The attack came a fewhours later.
Yvette jerked awake in the guest bed to the soft chime of a perimeter alert, adrenaline flooding her system. She hadn’t meant to fall asleep. Through the reinforced windows, she could see nothing but darkness and the faint outline of trees swaying in the wind.
The radio Vincent gave her crackled to life. "Three contacts, moving coordinated." His voice was calm. "Stay in the guest room. Lock the door."
She slipped out of bed and moved to the small monitor Vincent had installed in her room, watching the security feeds with growing dread. These weren't the same sloppy killers from two nights ago. These men moved with coordinated efficiency, communicating through hand signals as they approached the house from different angles.
Through the radio monitoring equipment, she heard fragments of their communications: "...minimal force authorized...need her talking, not bleeding..."
Yvette keyed her radio. "Vincent, they want me alive. This is a kidnapping attempt."
"Understood. Stay put."
She watched through multiple camera feeds as Vincent moved through his house like a predator. The first attacker went down in the hallway, Vincent's precise shot dropping him before he could reach the staircase. The second man lasted longer, making it to the kitchen before a flash-bang grenade left him unconscious on the floor. The third, realizing their intelligence had been catastrophically wrong about the level of resistance, called for immediate extraction and melted back into the tree line.
"Two down, one retreating," Vincent reported. "House is secure."
When Yvette emerged from her room, her legs were unsteady from adrenaline. The house showed damage from the brief but intense firefight. Bullet holes marked the walls, a window was shattered, and furniture had been overturned in the struggle.
Vincent stood in the middle of it all, checking his weapon with casual efficiency.
"You're bleeding," she said, noticing the cut on his forearm.
"Just a graze." He secured the weapons from the unconscious attacker. "They came prepared for the wrong fight."
"Because they expected to find a scared accountant, not a fortress." She moved to him, needing to confirm he was really okay. "I was terrified something would happen to you."
His free hand covered hers. "I'm fine. But this changes our timeline. If they wanted you for interrogation, that means they're not sure what evidence you've already transmitted to the feds."
"They're fishing," she realized. "Which makes them desperate."
"And desperate people make mistakes." His thumb traced along her cheek, the gentle touch at odds with the violence that had just occurred. "You did good tonight. Staying calm, monitoring their communications."
Before she could respond, sirens began wailing in the distance. Local police, responding to reports of gunfire in what was supposed to be a quiet suburban neighborhood.
"Agent Bates should be here any minute," Vincent said, checking his phone. "I called her after we spotted that surveillance team yesterday."
As if summoned by his words, federal vehicles pulled into the driveway.
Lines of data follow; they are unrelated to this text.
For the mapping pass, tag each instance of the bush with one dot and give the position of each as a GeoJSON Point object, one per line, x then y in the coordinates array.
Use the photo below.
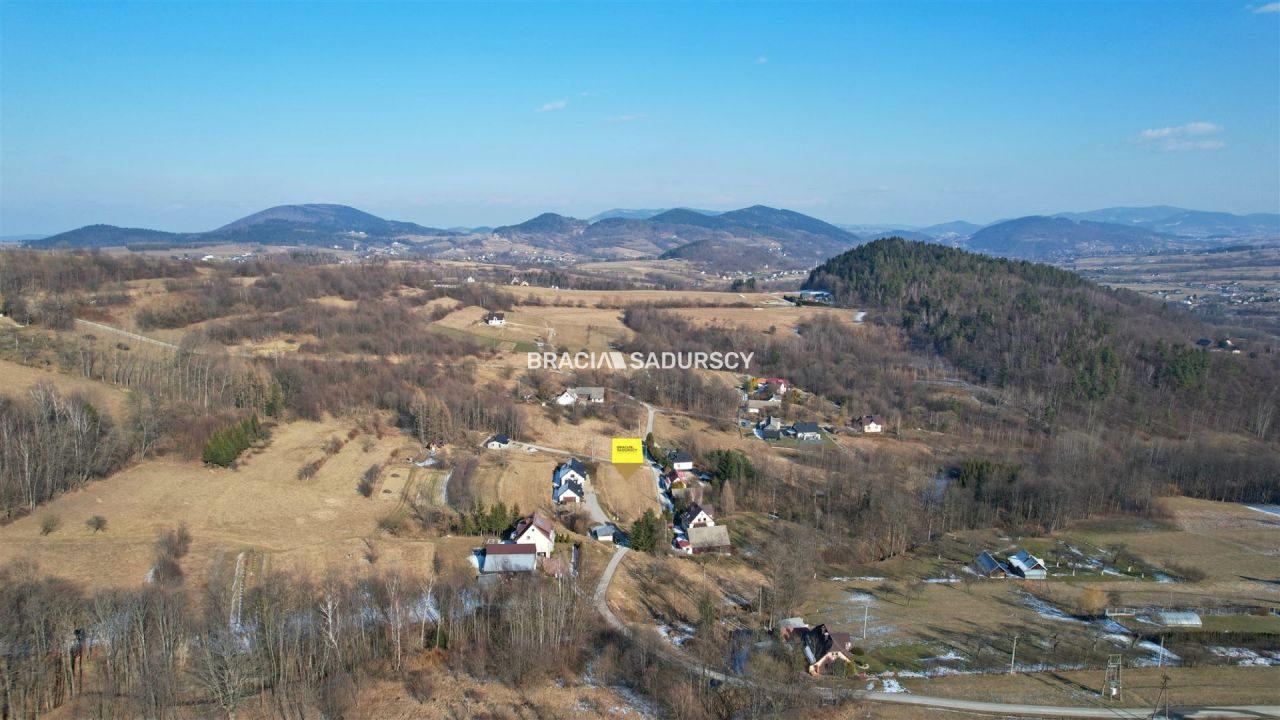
{"type": "Point", "coordinates": [227, 443]}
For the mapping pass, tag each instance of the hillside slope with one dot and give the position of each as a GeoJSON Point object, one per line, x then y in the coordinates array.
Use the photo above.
{"type": "Point", "coordinates": [1013, 323]}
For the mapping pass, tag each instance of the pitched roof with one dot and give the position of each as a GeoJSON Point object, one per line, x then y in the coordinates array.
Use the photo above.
{"type": "Point", "coordinates": [690, 513]}
{"type": "Point", "coordinates": [572, 464]}
{"type": "Point", "coordinates": [511, 548]}
{"type": "Point", "coordinates": [542, 522]}
{"type": "Point", "coordinates": [987, 564]}
{"type": "Point", "coordinates": [568, 486]}
{"type": "Point", "coordinates": [1024, 561]}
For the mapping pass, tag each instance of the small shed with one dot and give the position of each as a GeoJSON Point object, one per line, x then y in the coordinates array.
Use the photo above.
{"type": "Point", "coordinates": [988, 566]}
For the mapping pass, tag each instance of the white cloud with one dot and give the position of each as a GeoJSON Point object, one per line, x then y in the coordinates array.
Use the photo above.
{"type": "Point", "coordinates": [1191, 136]}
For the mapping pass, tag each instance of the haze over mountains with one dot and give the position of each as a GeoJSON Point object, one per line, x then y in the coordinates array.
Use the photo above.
{"type": "Point", "coordinates": [750, 237]}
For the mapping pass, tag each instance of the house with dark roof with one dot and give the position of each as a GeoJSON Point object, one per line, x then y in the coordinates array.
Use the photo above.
{"type": "Point", "coordinates": [571, 469]}
{"type": "Point", "coordinates": [568, 491]}
{"type": "Point", "coordinates": [1027, 565]}
{"type": "Point", "coordinates": [536, 529]}
{"type": "Point", "coordinates": [823, 648]}
{"type": "Point", "coordinates": [988, 566]}
{"type": "Point", "coordinates": [696, 516]}
{"type": "Point", "coordinates": [871, 423]}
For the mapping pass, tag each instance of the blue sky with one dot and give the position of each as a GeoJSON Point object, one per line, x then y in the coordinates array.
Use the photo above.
{"type": "Point", "coordinates": [186, 115]}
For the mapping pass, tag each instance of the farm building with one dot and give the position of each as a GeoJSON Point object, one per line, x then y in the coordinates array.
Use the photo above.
{"type": "Point", "coordinates": [568, 491]}
{"type": "Point", "coordinates": [571, 469]}
{"type": "Point", "coordinates": [871, 423]}
{"type": "Point", "coordinates": [538, 531]}
{"type": "Point", "coordinates": [988, 566]}
{"type": "Point", "coordinates": [823, 648]}
{"type": "Point", "coordinates": [696, 516]}
{"type": "Point", "coordinates": [1027, 565]}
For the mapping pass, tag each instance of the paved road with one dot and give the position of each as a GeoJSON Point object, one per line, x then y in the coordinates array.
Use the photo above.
{"type": "Point", "coordinates": [602, 591]}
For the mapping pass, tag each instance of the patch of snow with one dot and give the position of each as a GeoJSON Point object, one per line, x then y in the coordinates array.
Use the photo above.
{"type": "Point", "coordinates": [891, 686]}
{"type": "Point", "coordinates": [1244, 656]}
{"type": "Point", "coordinates": [1047, 611]}
{"type": "Point", "coordinates": [1112, 627]}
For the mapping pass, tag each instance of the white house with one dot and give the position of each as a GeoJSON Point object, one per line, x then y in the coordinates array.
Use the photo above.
{"type": "Point", "coordinates": [567, 491]}
{"type": "Point", "coordinates": [1027, 565]}
{"type": "Point", "coordinates": [696, 516]}
{"type": "Point", "coordinates": [536, 529]}
{"type": "Point", "coordinates": [807, 431]}
{"type": "Point", "coordinates": [680, 460]}
{"type": "Point", "coordinates": [571, 469]}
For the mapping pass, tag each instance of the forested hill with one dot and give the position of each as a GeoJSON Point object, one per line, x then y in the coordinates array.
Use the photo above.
{"type": "Point", "coordinates": [1011, 323]}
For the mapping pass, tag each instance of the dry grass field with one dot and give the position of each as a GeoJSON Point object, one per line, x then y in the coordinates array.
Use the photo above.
{"type": "Point", "coordinates": [625, 497]}
{"type": "Point", "coordinates": [1188, 686]}
{"type": "Point", "coordinates": [304, 525]}
{"type": "Point", "coordinates": [517, 478]}
{"type": "Point", "coordinates": [16, 378]}
{"type": "Point", "coordinates": [621, 299]}
{"type": "Point", "coordinates": [667, 591]}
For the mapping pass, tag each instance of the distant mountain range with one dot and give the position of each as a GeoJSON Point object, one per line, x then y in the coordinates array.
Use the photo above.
{"type": "Point", "coordinates": [286, 224]}
{"type": "Point", "coordinates": [754, 237]}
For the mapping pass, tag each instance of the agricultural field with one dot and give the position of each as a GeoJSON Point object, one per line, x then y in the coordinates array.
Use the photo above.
{"type": "Point", "coordinates": [263, 506]}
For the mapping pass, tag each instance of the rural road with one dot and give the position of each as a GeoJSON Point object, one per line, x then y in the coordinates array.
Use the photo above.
{"type": "Point", "coordinates": [126, 333]}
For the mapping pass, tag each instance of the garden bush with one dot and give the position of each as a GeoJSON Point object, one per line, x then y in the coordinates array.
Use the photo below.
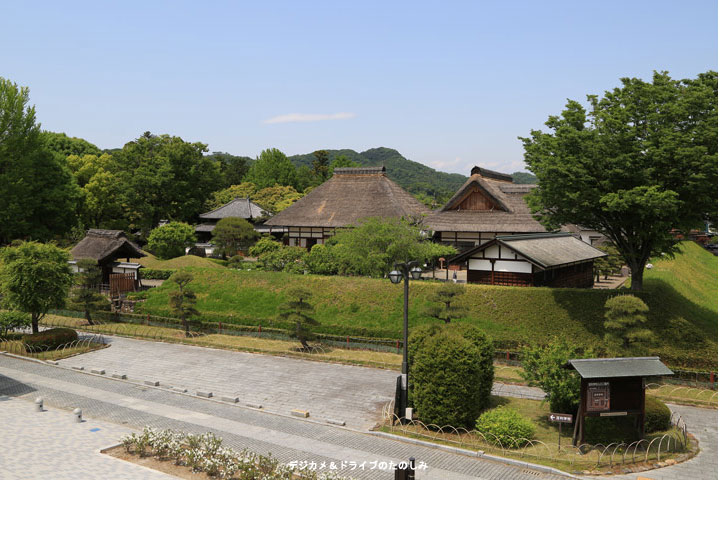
{"type": "Point", "coordinates": [153, 273]}
{"type": "Point", "coordinates": [13, 320]}
{"type": "Point", "coordinates": [49, 339]}
{"type": "Point", "coordinates": [451, 374]}
{"type": "Point", "coordinates": [505, 426]}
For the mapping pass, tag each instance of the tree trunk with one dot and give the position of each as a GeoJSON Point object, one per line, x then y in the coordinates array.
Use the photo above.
{"type": "Point", "coordinates": [637, 269]}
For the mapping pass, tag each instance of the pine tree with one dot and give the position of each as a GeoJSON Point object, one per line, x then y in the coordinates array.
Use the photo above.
{"type": "Point", "coordinates": [182, 301]}
{"type": "Point", "coordinates": [298, 312]}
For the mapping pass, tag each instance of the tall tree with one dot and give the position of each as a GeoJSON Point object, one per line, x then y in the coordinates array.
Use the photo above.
{"type": "Point", "coordinates": [34, 278]}
{"type": "Point", "coordinates": [272, 167]}
{"type": "Point", "coordinates": [640, 162]}
{"type": "Point", "coordinates": [38, 195]}
{"type": "Point", "coordinates": [85, 296]}
{"type": "Point", "coordinates": [165, 177]}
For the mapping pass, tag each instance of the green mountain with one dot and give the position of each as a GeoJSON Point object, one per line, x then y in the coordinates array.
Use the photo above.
{"type": "Point", "coordinates": [418, 179]}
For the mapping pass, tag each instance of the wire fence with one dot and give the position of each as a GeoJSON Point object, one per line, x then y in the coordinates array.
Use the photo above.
{"type": "Point", "coordinates": [664, 446]}
{"type": "Point", "coordinates": [84, 343]}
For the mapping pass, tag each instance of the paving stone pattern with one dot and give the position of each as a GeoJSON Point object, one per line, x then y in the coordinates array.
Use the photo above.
{"type": "Point", "coordinates": [353, 394]}
{"type": "Point", "coordinates": [285, 438]}
{"type": "Point", "coordinates": [50, 445]}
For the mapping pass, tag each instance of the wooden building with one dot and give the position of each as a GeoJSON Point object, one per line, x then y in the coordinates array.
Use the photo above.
{"type": "Point", "coordinates": [614, 387]}
{"type": "Point", "coordinates": [240, 208]}
{"type": "Point", "coordinates": [489, 204]}
{"type": "Point", "coordinates": [531, 260]}
{"type": "Point", "coordinates": [106, 247]}
{"type": "Point", "coordinates": [351, 195]}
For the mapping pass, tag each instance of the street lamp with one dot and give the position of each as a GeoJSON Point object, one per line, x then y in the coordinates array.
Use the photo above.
{"type": "Point", "coordinates": [404, 272]}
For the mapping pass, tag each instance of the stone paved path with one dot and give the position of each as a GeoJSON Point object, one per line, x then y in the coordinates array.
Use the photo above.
{"type": "Point", "coordinates": [50, 445]}
{"type": "Point", "coordinates": [353, 394]}
{"type": "Point", "coordinates": [703, 424]}
{"type": "Point", "coordinates": [287, 439]}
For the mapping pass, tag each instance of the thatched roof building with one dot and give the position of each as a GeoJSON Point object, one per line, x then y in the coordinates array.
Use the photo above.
{"type": "Point", "coordinates": [531, 260]}
{"type": "Point", "coordinates": [242, 208]}
{"type": "Point", "coordinates": [105, 247]}
{"type": "Point", "coordinates": [351, 195]}
{"type": "Point", "coordinates": [487, 205]}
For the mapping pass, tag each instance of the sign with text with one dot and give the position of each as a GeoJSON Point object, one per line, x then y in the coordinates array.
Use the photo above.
{"type": "Point", "coordinates": [598, 396]}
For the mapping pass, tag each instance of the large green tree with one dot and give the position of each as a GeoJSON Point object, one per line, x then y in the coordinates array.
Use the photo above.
{"type": "Point", "coordinates": [640, 162]}
{"type": "Point", "coordinates": [34, 278]}
{"type": "Point", "coordinates": [373, 247]}
{"type": "Point", "coordinates": [165, 177]}
{"type": "Point", "coordinates": [38, 195]}
{"type": "Point", "coordinates": [272, 167]}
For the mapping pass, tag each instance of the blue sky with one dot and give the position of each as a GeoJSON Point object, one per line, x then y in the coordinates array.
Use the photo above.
{"type": "Point", "coordinates": [449, 84]}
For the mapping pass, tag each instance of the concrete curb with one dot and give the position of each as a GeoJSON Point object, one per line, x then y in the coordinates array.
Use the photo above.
{"type": "Point", "coordinates": [476, 454]}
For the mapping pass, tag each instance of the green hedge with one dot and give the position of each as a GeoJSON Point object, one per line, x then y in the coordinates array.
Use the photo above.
{"type": "Point", "coordinates": [657, 415]}
{"type": "Point", "coordinates": [49, 339]}
{"type": "Point", "coordinates": [153, 273]}
{"type": "Point", "coordinates": [451, 374]}
{"type": "Point", "coordinates": [508, 425]}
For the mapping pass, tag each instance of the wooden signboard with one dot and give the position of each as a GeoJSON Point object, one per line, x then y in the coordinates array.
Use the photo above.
{"type": "Point", "coordinates": [598, 396]}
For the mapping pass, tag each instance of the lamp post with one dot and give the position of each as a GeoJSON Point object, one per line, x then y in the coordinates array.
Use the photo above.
{"type": "Point", "coordinates": [405, 272]}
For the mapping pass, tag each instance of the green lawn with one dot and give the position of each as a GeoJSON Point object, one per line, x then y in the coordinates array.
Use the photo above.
{"type": "Point", "coordinates": [681, 293]}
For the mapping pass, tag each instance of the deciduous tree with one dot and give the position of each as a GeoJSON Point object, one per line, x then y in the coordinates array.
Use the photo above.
{"type": "Point", "coordinates": [640, 162]}
{"type": "Point", "coordinates": [34, 278]}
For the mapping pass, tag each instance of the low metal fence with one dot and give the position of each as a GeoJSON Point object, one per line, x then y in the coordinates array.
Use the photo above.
{"type": "Point", "coordinates": [583, 456]}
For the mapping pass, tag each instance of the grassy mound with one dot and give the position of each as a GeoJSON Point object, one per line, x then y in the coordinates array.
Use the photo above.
{"type": "Point", "coordinates": [683, 314]}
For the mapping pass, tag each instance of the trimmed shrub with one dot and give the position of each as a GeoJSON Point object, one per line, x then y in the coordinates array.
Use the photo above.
{"type": "Point", "coordinates": [49, 339]}
{"type": "Point", "coordinates": [508, 425]}
{"type": "Point", "coordinates": [657, 415]}
{"type": "Point", "coordinates": [13, 320]}
{"type": "Point", "coordinates": [153, 273]}
{"type": "Point", "coordinates": [451, 374]}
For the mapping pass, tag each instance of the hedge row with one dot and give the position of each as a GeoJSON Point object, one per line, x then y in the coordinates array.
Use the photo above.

Agent Kiri Bates swept into the house with her team, surveying the damage and the unconscious prisoner with sharp, assessing eyes.
"They're escalating faster than we anticipated," she said, studying the unconscious attacker.
"Because their window is closing," Yvette replied, pulling up the communications she'd intercepted on her laptop. "I've been monitoring fragments of their network since yesterday, but it's mostly encrypted. I can see movement patterns, operational timing, but not specific plans."
Agent Bates studied the partial data with growing interest. "How much can you actually access?"
"Not enough to prevent attacks, but enough to see them coming. I can track some communications, get advance warning, but their security is pretty sophisticated." Yvette highlighted the limited intelligence she'd gathered.
"The arrest warrants are taking longer than expected," Agent Bates said grimly. "RareCore's legal team is fighting everything - challenging the evidence chain, claiming corporate privilege, filing injunctions. We should have warrants by morning, but that's still hours away."
"And they know it." Vincent settled his hand on her shoulder. "That's why they're escalating. They're trying to eliminate the witness before the legal system catches up. The question is whether we extract her now or reinforce this position?"
"Extracting her could mean losing what intelligence access she does have," Agent Bates said thoughtfully. "But staying here means accepting the risk that they'll escalate beyond what we can handle."
"We stay," Yvette said firmly. "This house is defensible, and I can maintain my monitoring from here. They’re digging a big hole for themselves and I’m making sure we’ve got enough evidence to nail them on all of this. If we run, we lose any advantage we have."
Agent Bates looked between them, gauging their commitment. "Then we establish a proper defensive perimeter. My team will coordinate with local law enforcement."
As agents transformed the house around them, Vincent squeezed Yvette's shoulder gently. "Are you sure about this?"